Credit Risk Analysis

Overview

Using credit card data from Lending Club, 6 different machine learning models were compared to determine which was best at predicting credit risk. As the dataset has a greater number of low-risk loans than high-risk loans, the models used a variety of techniques (oversampling, undersampling, combination sampling, and ensemble learning) to handle the unbalanced classes.

Results

  • Naive Random Oversampling
    • Balanced Accuracy Score: 0.63

    • Precision: This model is highly precise when predicting low-risk users, but very imprecise when predicting high-risk users. This means that when it predicts a user is low-risk it will be correct 100% of the time, but when it predicts a user is high-risk it will only be accurate 1% of the time.

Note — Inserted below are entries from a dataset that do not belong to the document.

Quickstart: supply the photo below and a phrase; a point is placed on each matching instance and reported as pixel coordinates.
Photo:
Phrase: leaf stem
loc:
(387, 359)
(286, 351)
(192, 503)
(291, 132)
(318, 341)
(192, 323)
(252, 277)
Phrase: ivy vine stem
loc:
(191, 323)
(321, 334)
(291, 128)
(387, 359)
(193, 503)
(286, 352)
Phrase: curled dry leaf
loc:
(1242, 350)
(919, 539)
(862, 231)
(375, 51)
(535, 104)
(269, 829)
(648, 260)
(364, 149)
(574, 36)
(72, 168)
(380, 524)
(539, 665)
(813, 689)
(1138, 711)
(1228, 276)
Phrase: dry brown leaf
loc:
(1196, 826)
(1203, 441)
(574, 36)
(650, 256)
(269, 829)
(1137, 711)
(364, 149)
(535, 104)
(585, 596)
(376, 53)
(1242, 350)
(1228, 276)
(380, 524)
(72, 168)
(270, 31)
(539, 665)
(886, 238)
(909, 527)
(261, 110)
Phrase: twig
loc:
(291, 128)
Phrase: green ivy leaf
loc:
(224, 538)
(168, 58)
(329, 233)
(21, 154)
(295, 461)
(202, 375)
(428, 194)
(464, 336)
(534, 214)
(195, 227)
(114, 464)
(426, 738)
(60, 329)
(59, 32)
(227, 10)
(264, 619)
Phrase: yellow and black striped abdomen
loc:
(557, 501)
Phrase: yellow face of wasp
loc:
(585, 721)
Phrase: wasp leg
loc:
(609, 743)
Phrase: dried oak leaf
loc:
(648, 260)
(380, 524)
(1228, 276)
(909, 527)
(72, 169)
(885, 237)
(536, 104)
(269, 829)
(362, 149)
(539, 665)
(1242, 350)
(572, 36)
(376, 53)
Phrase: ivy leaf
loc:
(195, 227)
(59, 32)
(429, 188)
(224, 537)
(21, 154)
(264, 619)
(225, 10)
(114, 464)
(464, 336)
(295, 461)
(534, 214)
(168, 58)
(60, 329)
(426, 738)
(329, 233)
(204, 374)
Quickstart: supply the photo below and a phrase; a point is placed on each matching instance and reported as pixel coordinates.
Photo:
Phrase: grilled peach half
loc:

    • Recall: This model will correctly identify 69% of low-risk users and 57% of high-risk users.

      naive_random_oversampling

  • SMOTE Oversampling
    • Balanced Accuracy Score: 0.65

    • Precision: This model is also highly precise when predicting low-risk users but very imprecise when predicting high-risk users. When it predicts a user is low-risk it will be correct 100% of the time, but when it predicts a user is high-risk it will only be correct 1% of the time.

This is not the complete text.